The Board of Directors reviews and agrees policies for managing each of these risks which are summarized below:

(a) Market Risk: Market risk is the risk that the fair values of future cash flows of a financial instrument will fluctuate because of changes in market prices. Market prices comprise three types of risk: interest rate risk, currency risk and other price risk, such as equity risk. Financial instruments affected by market risk include loans & borrowings and deposits. The sensitivity analyses in the following sections relate to the position as at 31 March 2018 and 31 March 2017.

The following assumption have been made in calculating the sensitivity analyses:

i) The sensitivity of the statement of comprehensive income is the effect of the assumed changes in interest rates on the net interest income for one year, based on the average rate of borrowings held during the year ended 31 March 2018, all other variables being held constant. These changes are considered to be reasonably possible based on observation of current market conditions.

(b) Foreign Currency Risk Management: The Company undertakes certain transactions denominated in foreign currencies. Hence, exposures to exchange rate fluctuations arise.

(c) Liquidity Risk Management: The Company's principal sources of liquidity are cash and cash equivalents and the cash flow that is generated from operations. The Company has outstanding bank borrowings. The Company is passing through a phase of liquidity stress and there is a mismatch in cash flows. Due to this, the capacities of the Company are running at sub-optimal level. The Company is at an advanced stage of negotiations with the banks for restructuring of its debt which would correct the cash flow mismatch. The Company believes that post restructuring, the Company would be able to generate enough cash inflows to meet its working capital requirements in the medium and long run.
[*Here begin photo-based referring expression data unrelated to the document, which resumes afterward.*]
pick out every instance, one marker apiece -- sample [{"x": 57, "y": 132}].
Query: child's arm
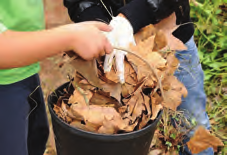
[{"x": 23, "y": 48}]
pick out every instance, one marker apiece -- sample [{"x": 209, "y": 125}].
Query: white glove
[{"x": 120, "y": 36}]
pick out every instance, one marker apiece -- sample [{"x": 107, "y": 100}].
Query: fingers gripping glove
[{"x": 120, "y": 36}]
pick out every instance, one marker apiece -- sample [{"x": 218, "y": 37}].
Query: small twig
[{"x": 150, "y": 67}]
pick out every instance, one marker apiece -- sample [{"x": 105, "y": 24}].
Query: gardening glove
[{"x": 120, "y": 36}]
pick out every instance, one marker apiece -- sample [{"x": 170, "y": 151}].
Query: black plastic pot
[{"x": 72, "y": 141}]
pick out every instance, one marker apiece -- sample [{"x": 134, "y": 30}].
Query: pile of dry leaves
[{"x": 100, "y": 104}]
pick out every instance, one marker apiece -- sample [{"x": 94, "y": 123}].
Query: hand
[
  {"x": 120, "y": 36},
  {"x": 88, "y": 40}
]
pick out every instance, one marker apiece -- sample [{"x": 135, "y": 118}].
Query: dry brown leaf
[
  {"x": 145, "y": 33},
  {"x": 114, "y": 89},
  {"x": 107, "y": 128},
  {"x": 103, "y": 99},
  {"x": 202, "y": 140},
  {"x": 139, "y": 108},
  {"x": 77, "y": 124},
  {"x": 147, "y": 104},
  {"x": 144, "y": 121},
  {"x": 88, "y": 69},
  {"x": 80, "y": 96},
  {"x": 155, "y": 108},
  {"x": 172, "y": 64},
  {"x": 160, "y": 40}
]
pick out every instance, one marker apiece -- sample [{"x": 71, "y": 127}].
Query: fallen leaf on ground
[{"x": 202, "y": 140}]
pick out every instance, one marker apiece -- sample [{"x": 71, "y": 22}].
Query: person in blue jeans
[{"x": 127, "y": 17}]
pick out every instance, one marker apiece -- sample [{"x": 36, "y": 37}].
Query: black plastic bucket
[{"x": 72, "y": 141}]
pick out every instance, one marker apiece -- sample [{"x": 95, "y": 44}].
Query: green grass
[{"x": 210, "y": 18}]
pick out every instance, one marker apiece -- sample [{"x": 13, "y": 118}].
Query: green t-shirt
[{"x": 20, "y": 15}]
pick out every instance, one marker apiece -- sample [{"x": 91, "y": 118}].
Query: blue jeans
[
  {"x": 190, "y": 73},
  {"x": 24, "y": 127}
]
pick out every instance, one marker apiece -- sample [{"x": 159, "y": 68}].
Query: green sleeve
[{"x": 2, "y": 27}]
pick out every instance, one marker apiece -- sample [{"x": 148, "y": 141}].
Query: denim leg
[{"x": 190, "y": 73}]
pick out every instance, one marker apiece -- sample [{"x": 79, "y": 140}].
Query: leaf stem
[{"x": 151, "y": 67}]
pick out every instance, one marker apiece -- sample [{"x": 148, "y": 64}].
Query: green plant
[{"x": 210, "y": 19}]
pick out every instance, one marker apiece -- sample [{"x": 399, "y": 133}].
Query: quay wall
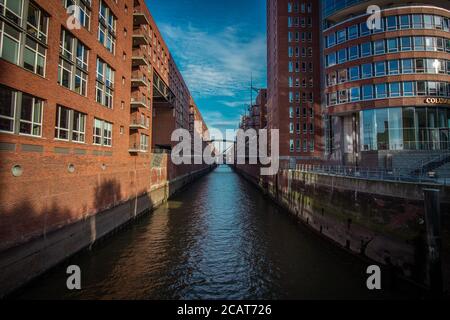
[{"x": 379, "y": 220}]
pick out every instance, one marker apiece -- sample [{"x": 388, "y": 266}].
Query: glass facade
[{"x": 407, "y": 128}]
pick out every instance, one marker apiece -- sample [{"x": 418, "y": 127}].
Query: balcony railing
[
  {"x": 140, "y": 57},
  {"x": 137, "y": 148},
  {"x": 139, "y": 17},
  {"x": 367, "y": 173}
]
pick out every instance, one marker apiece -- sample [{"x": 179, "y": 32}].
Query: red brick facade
[{"x": 47, "y": 183}]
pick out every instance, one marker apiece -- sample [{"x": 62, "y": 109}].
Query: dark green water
[{"x": 218, "y": 239}]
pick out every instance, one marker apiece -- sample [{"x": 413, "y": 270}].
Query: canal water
[{"x": 218, "y": 239}]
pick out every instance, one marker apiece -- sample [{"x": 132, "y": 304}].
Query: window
[
  {"x": 105, "y": 84},
  {"x": 394, "y": 89},
  {"x": 366, "y": 70},
  {"x": 353, "y": 52},
  {"x": 380, "y": 90},
  {"x": 70, "y": 125},
  {"x": 31, "y": 116},
  {"x": 421, "y": 88},
  {"x": 341, "y": 36},
  {"x": 331, "y": 40},
  {"x": 342, "y": 75},
  {"x": 342, "y": 55},
  {"x": 364, "y": 30},
  {"x": 354, "y": 73},
  {"x": 407, "y": 66},
  {"x": 353, "y": 32},
  {"x": 367, "y": 92},
  {"x": 380, "y": 69},
  {"x": 10, "y": 43},
  {"x": 73, "y": 63},
  {"x": 343, "y": 96},
  {"x": 34, "y": 56},
  {"x": 331, "y": 59},
  {"x": 408, "y": 89},
  {"x": 428, "y": 21},
  {"x": 417, "y": 21},
  {"x": 379, "y": 47},
  {"x": 366, "y": 49},
  {"x": 102, "y": 133},
  {"x": 391, "y": 23},
  {"x": 107, "y": 28},
  {"x": 84, "y": 11},
  {"x": 12, "y": 40},
  {"x": 7, "y": 109},
  {"x": 405, "y": 22},
  {"x": 392, "y": 45},
  {"x": 420, "y": 65},
  {"x": 394, "y": 67},
  {"x": 405, "y": 43},
  {"x": 419, "y": 44},
  {"x": 430, "y": 44},
  {"x": 332, "y": 99},
  {"x": 62, "y": 126},
  {"x": 144, "y": 142},
  {"x": 354, "y": 94},
  {"x": 37, "y": 23},
  {"x": 432, "y": 88},
  {"x": 20, "y": 108},
  {"x": 12, "y": 9}
]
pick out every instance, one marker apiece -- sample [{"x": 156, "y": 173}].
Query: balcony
[
  {"x": 139, "y": 58},
  {"x": 137, "y": 123},
  {"x": 140, "y": 37},
  {"x": 138, "y": 79},
  {"x": 139, "y": 17}
]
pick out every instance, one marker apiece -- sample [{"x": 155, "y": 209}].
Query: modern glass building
[{"x": 387, "y": 84}]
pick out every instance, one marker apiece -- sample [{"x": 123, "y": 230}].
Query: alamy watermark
[{"x": 249, "y": 147}]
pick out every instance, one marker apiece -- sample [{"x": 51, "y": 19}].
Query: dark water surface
[{"x": 218, "y": 239}]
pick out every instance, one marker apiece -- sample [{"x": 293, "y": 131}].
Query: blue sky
[{"x": 216, "y": 45}]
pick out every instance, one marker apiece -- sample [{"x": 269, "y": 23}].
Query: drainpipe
[{"x": 434, "y": 241}]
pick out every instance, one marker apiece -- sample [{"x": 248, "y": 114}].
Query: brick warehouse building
[
  {"x": 293, "y": 77},
  {"x": 386, "y": 90},
  {"x": 81, "y": 110}
]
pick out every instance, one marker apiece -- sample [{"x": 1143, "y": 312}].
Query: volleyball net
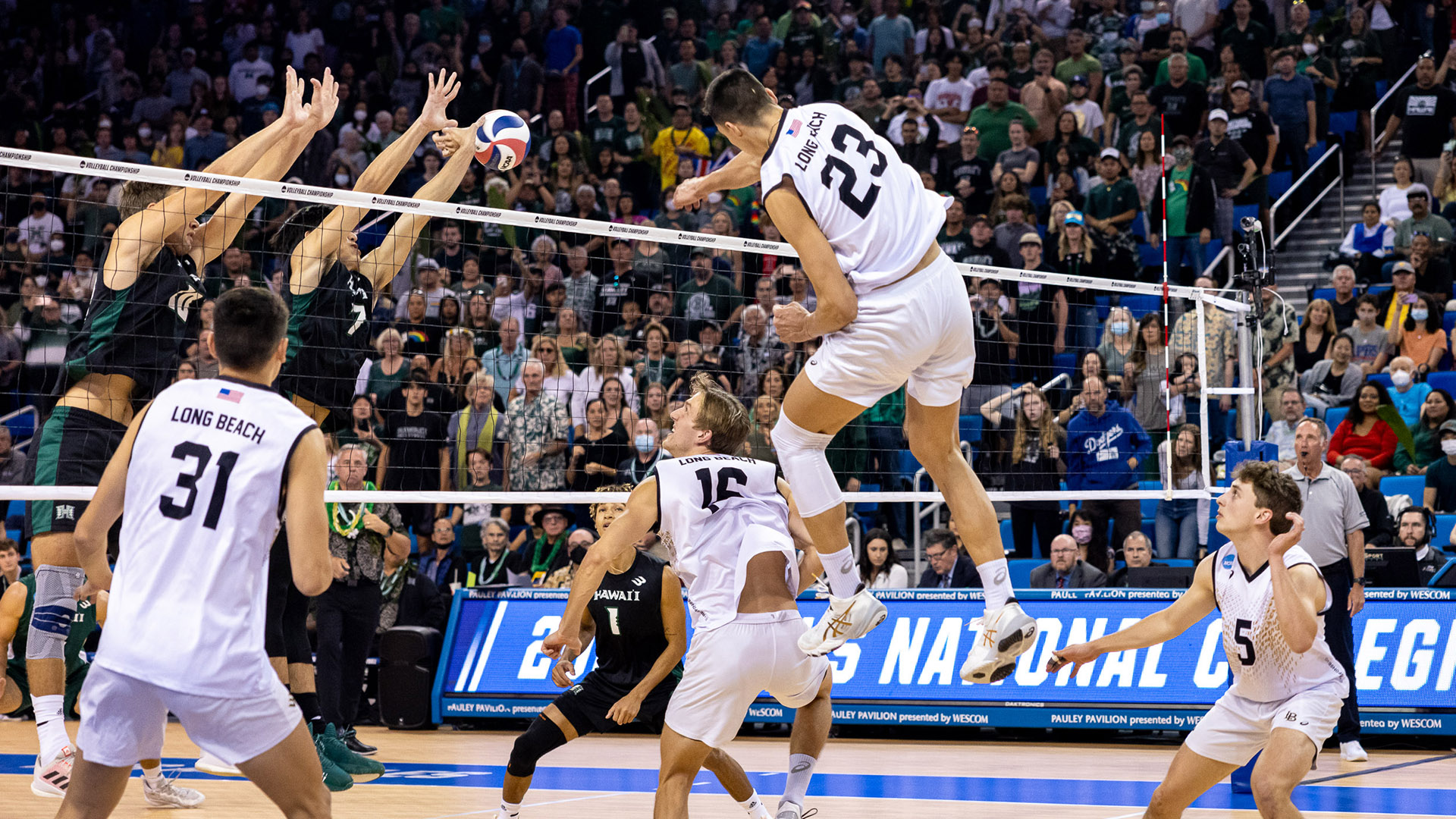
[{"x": 620, "y": 312}]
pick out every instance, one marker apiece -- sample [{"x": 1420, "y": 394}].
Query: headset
[{"x": 1430, "y": 522}]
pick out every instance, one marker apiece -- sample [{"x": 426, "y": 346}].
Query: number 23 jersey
[
  {"x": 874, "y": 210},
  {"x": 202, "y": 504},
  {"x": 1264, "y": 668}
]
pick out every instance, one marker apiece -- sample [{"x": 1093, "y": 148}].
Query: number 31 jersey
[
  {"x": 874, "y": 210},
  {"x": 204, "y": 499},
  {"x": 1264, "y": 668}
]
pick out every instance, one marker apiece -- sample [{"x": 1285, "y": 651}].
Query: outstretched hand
[
  {"x": 441, "y": 93},
  {"x": 325, "y": 101},
  {"x": 1283, "y": 542}
]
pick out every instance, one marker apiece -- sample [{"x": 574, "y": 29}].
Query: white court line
[{"x": 533, "y": 805}]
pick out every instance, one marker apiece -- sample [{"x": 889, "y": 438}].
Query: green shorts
[{"x": 73, "y": 691}]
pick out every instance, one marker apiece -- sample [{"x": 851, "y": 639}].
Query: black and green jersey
[
  {"x": 139, "y": 331},
  {"x": 328, "y": 340},
  {"x": 82, "y": 624}
]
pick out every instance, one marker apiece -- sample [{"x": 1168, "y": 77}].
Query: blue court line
[{"x": 874, "y": 786}]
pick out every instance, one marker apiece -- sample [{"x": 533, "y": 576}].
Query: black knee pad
[{"x": 541, "y": 739}]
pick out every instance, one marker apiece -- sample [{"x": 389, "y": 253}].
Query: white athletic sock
[
  {"x": 996, "y": 582},
  {"x": 50, "y": 725},
  {"x": 756, "y": 808},
  {"x": 801, "y": 767},
  {"x": 839, "y": 573}
]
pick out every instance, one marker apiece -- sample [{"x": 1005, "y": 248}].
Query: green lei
[{"x": 344, "y": 522}]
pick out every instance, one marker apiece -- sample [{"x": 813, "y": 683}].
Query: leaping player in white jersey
[
  {"x": 892, "y": 309},
  {"x": 731, "y": 528},
  {"x": 204, "y": 472},
  {"x": 1288, "y": 689}
]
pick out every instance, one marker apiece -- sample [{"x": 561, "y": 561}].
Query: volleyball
[{"x": 501, "y": 140}]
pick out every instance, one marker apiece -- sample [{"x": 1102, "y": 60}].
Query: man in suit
[
  {"x": 1066, "y": 569},
  {"x": 948, "y": 567},
  {"x": 1138, "y": 553}
]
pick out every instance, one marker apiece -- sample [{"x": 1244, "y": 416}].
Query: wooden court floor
[{"x": 455, "y": 774}]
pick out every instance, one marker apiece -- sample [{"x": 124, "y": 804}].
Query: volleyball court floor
[{"x": 449, "y": 774}]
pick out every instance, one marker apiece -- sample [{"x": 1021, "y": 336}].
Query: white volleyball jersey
[
  {"x": 715, "y": 513},
  {"x": 1264, "y": 668},
  {"x": 874, "y": 210},
  {"x": 202, "y": 507}
]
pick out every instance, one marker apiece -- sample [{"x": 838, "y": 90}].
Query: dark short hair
[
  {"x": 1273, "y": 490},
  {"x": 248, "y": 322},
  {"x": 736, "y": 96}
]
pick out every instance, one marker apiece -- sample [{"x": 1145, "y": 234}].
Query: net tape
[{"x": 58, "y": 164}]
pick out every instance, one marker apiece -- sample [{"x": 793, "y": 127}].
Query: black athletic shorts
[
  {"x": 72, "y": 450},
  {"x": 587, "y": 703}
]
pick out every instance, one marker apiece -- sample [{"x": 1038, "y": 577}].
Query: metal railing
[
  {"x": 1340, "y": 181},
  {"x": 1375, "y": 110}
]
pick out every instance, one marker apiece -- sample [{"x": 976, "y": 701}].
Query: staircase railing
[
  {"x": 1375, "y": 127},
  {"x": 1313, "y": 177}
]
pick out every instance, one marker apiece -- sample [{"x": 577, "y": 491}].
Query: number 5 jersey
[
  {"x": 204, "y": 502},
  {"x": 1264, "y": 668}
]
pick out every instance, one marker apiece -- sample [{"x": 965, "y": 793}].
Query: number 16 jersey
[
  {"x": 874, "y": 210},
  {"x": 204, "y": 499}
]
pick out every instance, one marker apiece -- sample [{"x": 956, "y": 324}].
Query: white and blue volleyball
[{"x": 503, "y": 140}]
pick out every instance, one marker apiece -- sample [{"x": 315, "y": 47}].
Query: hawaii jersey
[
  {"x": 628, "y": 611},
  {"x": 1264, "y": 668},
  {"x": 204, "y": 499},
  {"x": 139, "y": 331},
  {"x": 328, "y": 338},
  {"x": 874, "y": 210},
  {"x": 715, "y": 513}
]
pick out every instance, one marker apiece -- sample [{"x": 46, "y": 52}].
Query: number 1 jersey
[
  {"x": 874, "y": 210},
  {"x": 204, "y": 500}
]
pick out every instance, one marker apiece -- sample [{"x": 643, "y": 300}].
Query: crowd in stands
[{"x": 528, "y": 359}]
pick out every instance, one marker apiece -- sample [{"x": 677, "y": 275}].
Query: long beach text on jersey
[{"x": 873, "y": 209}]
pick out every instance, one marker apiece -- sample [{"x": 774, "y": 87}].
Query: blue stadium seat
[
  {"x": 1442, "y": 381},
  {"x": 1065, "y": 363},
  {"x": 1443, "y": 529},
  {"x": 971, "y": 428},
  {"x": 1019, "y": 572},
  {"x": 1150, "y": 256},
  {"x": 1413, "y": 485},
  {"x": 1141, "y": 303},
  {"x": 1343, "y": 123}
]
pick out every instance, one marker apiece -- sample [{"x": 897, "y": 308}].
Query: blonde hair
[
  {"x": 721, "y": 414},
  {"x": 1046, "y": 431},
  {"x": 560, "y": 368}
]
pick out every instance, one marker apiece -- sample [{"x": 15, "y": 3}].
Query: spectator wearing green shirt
[
  {"x": 1178, "y": 44},
  {"x": 993, "y": 118},
  {"x": 1112, "y": 200},
  {"x": 1081, "y": 63}
]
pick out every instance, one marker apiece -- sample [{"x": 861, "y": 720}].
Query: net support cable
[{"x": 60, "y": 164}]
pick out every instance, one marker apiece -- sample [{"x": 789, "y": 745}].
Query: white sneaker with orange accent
[
  {"x": 52, "y": 779},
  {"x": 848, "y": 618},
  {"x": 1005, "y": 634}
]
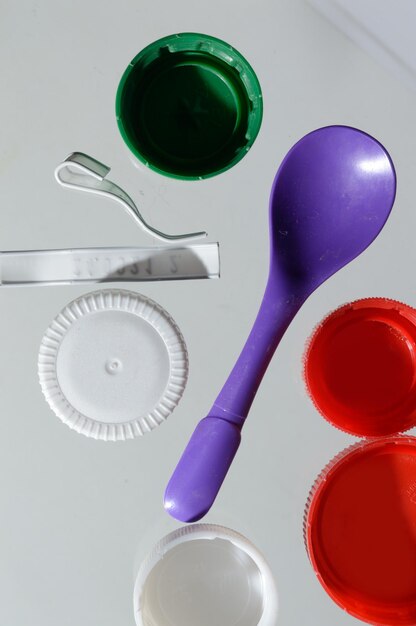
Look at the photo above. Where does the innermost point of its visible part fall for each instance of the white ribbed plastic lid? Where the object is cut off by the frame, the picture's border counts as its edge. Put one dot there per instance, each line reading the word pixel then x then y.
pixel 204 574
pixel 113 365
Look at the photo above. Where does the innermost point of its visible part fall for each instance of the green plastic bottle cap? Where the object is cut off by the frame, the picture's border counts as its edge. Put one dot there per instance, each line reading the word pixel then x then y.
pixel 189 106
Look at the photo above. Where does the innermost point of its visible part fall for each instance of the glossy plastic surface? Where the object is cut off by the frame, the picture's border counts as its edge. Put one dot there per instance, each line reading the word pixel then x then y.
pixel 331 197
pixel 202 575
pixel 360 531
pixel 360 367
pixel 189 106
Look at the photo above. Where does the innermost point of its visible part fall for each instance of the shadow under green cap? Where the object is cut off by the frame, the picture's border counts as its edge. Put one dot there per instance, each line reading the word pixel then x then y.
pixel 189 106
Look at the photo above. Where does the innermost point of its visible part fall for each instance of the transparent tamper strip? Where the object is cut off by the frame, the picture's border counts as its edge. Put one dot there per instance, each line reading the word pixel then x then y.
pixel 105 265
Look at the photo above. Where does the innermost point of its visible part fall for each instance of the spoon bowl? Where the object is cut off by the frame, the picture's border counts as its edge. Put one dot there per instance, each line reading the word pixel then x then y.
pixel 330 198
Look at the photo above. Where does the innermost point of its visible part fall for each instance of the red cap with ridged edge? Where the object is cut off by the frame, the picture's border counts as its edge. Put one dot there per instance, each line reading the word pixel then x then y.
pixel 360 530
pixel 360 367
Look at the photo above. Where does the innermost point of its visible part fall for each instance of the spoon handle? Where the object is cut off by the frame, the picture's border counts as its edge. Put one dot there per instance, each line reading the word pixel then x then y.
pixel 206 460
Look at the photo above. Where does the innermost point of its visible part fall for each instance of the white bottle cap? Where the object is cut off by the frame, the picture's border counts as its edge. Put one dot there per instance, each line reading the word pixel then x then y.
pixel 203 575
pixel 113 365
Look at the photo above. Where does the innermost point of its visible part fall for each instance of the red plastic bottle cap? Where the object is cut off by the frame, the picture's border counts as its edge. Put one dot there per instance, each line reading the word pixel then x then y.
pixel 360 367
pixel 360 530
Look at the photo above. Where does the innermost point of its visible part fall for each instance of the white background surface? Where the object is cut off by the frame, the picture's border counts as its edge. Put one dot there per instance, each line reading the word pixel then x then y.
pixel 76 514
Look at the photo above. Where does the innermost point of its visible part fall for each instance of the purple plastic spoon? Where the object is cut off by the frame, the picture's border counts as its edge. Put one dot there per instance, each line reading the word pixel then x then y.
pixel 331 197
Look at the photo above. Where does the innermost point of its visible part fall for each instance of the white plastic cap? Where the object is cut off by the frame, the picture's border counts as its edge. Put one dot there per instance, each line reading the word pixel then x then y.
pixel 202 575
pixel 113 365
The company manages liquidity risk by maintaining adequate reserves, continuously monitoring forecast and actual cash flows and matching the maturity profiles of financial assets and liabilities.

(d) Credit Risk Management: Credit risk refers to the risk that the counterparty will default on its contractual obligations resulting in financial loss to the company. Credit risk has always been managed by the company through credit approvals, establishing credit limits and continuously monitoring the credit worthiness of customers to which the company grants credit terms in the normal course of business. On account of adoption of Ind AS 109, the company uses expected credit loss model to assess the impairment loss or gain. The Company has exposure to credit risk from trade receivable balances on sale of Readymade Garments, Towel and Yarns. The Company has entered into short-term agreements with companies incorporated in overseas to sell the Readymade Garments, Towel and Yarns. Therefore the Company is committed, in the short term, to sell Readymade Garments, Towel and Yarns to these customers and the potential risk of default is considered low. For other customers, the Company ensures concentration of credit does not significantly impair the financial assets since the customers to whom the exposure of credit is taken are well established and reputed industries engaged in their respective field of business. The creditworthiness of customers to which the Company grants credit in the normal course of the business is monitored regularly.

(e) Capital Risk Management: The Company's objectives when managing capital is to safeguard the Company's ability to continue as a going concern in order to provide returns for shareholders and benefits for other stakeholders and to maintain an optimal capital structure to reduce the cost of capital. The director's policy is to maintain a strong capital base so as to maintain investor, creditor and market confidence and to sustain future development of the business.

No Changes were made in the objectives, policies or processes during the years ended 31st March 2018 and 31st March 2017.

12. Previous year amounts have been reclassified wherever necessary and conform to Ind AS presentation.

13. Note No. 1 to 53 forms integral part of balance sheet and statement of profit /loss.